I often thought;  "Wouldn't it be nice if there were pictures to go with the words?"

Silly boy!  That will never happen.   DUH


----------



## Goldfynche (Jul 17, 2016)

Weren't radios tiny in those days?


----------



## Falcon (Jul 17, 2016)

RIGHT  Goldfynche.  They were actually a piece of furniture.  Ha Ha


----------



## Butterfly (Jul 17, 2016)

I remember being enthralled by the stories on the radio.  And yes, they were great big pieces of furniture.


----------



## Ruthanne (Jul 17, 2016)

Pappy said:


> all you needed was a radio, a good action packed story and a whole lot of imagination?


My grandparents had a radio like that and I guess my father used to listen to it.  I think we had a nice large radio, too, but I was very young...the tv came along several years after I was born.


----------



## NancyNGA (Jul 17, 2016)

Ours had a short wave channel.  Didn't get much reception, but I used to run through that dial a lot when I was a kid.


----------



## Ken N Tx (Jul 18, 2016)

NancyNGA said:


> Ours had a short wave channel.  Didn't get much reception, but I used to run through that dial a lot when I was a kid.



If I placed the disl between stations, I would pick up police scans..


----------



## Ameriscot (Jul 18, 2016)

My grandmother had one of those big radios - it picked up lots of stations around the world.  
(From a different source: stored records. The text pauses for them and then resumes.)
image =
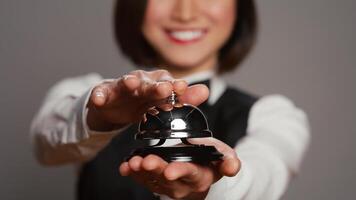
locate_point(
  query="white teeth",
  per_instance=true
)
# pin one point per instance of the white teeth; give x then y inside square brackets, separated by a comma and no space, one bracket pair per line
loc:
[186,35]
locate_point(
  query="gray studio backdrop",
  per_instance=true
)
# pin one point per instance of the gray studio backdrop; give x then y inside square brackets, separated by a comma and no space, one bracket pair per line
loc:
[306,50]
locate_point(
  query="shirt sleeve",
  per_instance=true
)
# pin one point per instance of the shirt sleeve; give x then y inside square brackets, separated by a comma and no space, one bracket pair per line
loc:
[59,131]
[271,152]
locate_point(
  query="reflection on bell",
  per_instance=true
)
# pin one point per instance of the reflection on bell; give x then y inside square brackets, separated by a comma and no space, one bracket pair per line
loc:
[180,121]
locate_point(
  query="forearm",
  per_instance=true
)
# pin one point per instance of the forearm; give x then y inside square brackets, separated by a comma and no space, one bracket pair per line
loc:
[59,131]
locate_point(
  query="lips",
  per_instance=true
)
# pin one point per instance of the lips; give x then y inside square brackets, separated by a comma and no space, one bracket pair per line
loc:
[186,36]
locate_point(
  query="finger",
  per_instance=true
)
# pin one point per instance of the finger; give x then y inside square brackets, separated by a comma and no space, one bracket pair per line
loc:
[161,75]
[195,94]
[230,165]
[135,163]
[179,86]
[129,83]
[124,169]
[177,170]
[100,95]
[154,164]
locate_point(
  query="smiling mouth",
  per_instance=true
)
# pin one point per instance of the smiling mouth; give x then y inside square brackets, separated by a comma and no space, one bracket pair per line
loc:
[186,36]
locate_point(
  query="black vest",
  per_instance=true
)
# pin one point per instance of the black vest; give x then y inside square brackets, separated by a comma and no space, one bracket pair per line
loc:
[100,178]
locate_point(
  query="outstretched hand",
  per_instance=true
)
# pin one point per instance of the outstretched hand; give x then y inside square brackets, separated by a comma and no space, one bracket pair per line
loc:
[182,180]
[114,104]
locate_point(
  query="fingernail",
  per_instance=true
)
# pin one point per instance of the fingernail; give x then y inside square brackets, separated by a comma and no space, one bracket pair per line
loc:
[99,93]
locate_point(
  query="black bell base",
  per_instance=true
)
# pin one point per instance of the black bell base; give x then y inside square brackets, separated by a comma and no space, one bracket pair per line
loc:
[198,153]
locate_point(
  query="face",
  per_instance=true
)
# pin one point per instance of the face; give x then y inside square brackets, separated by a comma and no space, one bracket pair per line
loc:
[189,33]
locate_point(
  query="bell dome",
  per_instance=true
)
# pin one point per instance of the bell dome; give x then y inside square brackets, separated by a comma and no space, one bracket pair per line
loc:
[185,121]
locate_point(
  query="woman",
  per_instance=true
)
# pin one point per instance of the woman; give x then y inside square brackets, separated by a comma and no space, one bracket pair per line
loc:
[90,121]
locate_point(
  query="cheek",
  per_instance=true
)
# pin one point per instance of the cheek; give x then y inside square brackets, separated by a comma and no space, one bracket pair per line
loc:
[156,12]
[223,15]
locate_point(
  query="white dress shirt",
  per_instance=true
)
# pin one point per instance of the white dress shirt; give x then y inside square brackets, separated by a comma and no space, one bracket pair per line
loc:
[271,152]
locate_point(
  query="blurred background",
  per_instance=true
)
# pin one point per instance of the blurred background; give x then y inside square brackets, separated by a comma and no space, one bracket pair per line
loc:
[306,50]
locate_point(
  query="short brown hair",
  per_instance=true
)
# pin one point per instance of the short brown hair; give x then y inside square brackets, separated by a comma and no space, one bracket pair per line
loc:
[128,19]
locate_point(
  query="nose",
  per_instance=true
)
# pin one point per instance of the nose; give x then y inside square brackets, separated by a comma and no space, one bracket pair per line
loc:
[184,10]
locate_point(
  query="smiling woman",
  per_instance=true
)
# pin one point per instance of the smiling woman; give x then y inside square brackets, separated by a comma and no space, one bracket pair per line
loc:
[157,35]
[92,120]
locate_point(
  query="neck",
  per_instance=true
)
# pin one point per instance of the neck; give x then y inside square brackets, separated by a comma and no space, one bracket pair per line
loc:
[179,72]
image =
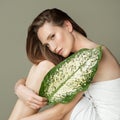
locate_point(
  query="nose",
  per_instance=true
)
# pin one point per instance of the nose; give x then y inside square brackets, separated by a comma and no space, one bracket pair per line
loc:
[52,46]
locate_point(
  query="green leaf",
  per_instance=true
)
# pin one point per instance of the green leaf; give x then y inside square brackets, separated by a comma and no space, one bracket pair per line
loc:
[74,74]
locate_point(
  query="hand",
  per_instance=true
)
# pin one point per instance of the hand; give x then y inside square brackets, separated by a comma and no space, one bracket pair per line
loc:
[29,97]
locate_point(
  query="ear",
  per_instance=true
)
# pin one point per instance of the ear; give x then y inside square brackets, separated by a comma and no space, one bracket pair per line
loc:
[68,25]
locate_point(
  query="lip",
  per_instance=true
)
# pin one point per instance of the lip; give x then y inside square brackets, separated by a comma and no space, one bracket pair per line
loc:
[59,51]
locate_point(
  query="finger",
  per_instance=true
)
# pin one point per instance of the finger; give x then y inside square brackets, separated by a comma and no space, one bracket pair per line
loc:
[39,102]
[39,98]
[34,106]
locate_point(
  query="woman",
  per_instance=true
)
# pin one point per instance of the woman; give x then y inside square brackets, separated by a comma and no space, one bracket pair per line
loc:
[53,36]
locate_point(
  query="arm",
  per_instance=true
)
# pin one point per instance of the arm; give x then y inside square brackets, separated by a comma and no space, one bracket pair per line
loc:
[58,112]
[24,112]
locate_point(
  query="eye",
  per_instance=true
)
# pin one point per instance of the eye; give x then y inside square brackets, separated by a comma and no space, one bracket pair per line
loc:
[52,37]
[47,45]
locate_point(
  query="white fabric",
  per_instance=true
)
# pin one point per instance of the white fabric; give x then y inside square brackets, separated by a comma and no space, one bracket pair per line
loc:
[101,102]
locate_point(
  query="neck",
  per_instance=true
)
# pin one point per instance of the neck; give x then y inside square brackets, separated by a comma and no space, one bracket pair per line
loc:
[82,42]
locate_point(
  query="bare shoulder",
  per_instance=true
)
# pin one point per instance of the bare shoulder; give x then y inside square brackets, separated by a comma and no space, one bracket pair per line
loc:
[45,64]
But radio stories were not part of my childhood.  We already had a tv when I was born in 52.


----------



## Capt Lightning (Jul 18, 2016)

We got our first radio set when I was 3 or 4.  I thought there were people living inside it - well, where else did the sound come from?  Later, I had my own 'crystal set'.  No batteries needed - just a long aerial.
I used to love listening to "Journey into space" - first broadcast in the late 1950'w when space travel of any sort was pure science fiction.  Recently I downloaded the 're-mastered'  series from Youtube as Mp3 and listen to it in the camper when we're on vacation.


----------



## debbie in seattle (Jul 18, 2016)

I remember my dad listening to Paul Harvey on the radio on Sunday mornings.   Fond memories and I have been an avid talk radio listener too.


----------



## happytime (Jul 26, 2016)

I remember my sisters listening to the love stories on the radio. Must have been very small because that's all I remember. Then my Mom an Dad got this huge TV
We had 3 channels to choose from, my brother an I could argue over what show to watch even then. Black n White an it went off at 2am I think with the flag waving
an America the Beautiful playing????correct me if I'm wrong. Much later years I had one in my room,still b&W, that was a big deal back then.


----------



## oldman (Jul 27, 2016)

Often times, I wish that TV was never invented. I don't remember much about just listening to the radio, except on Saturday nights when my Dad would turn on the Country Jubilee out of Wheeling, WV. It was much like the Grand Old Opry. Oh yeah, and also the Friday night fights before they were televised on TV.


----------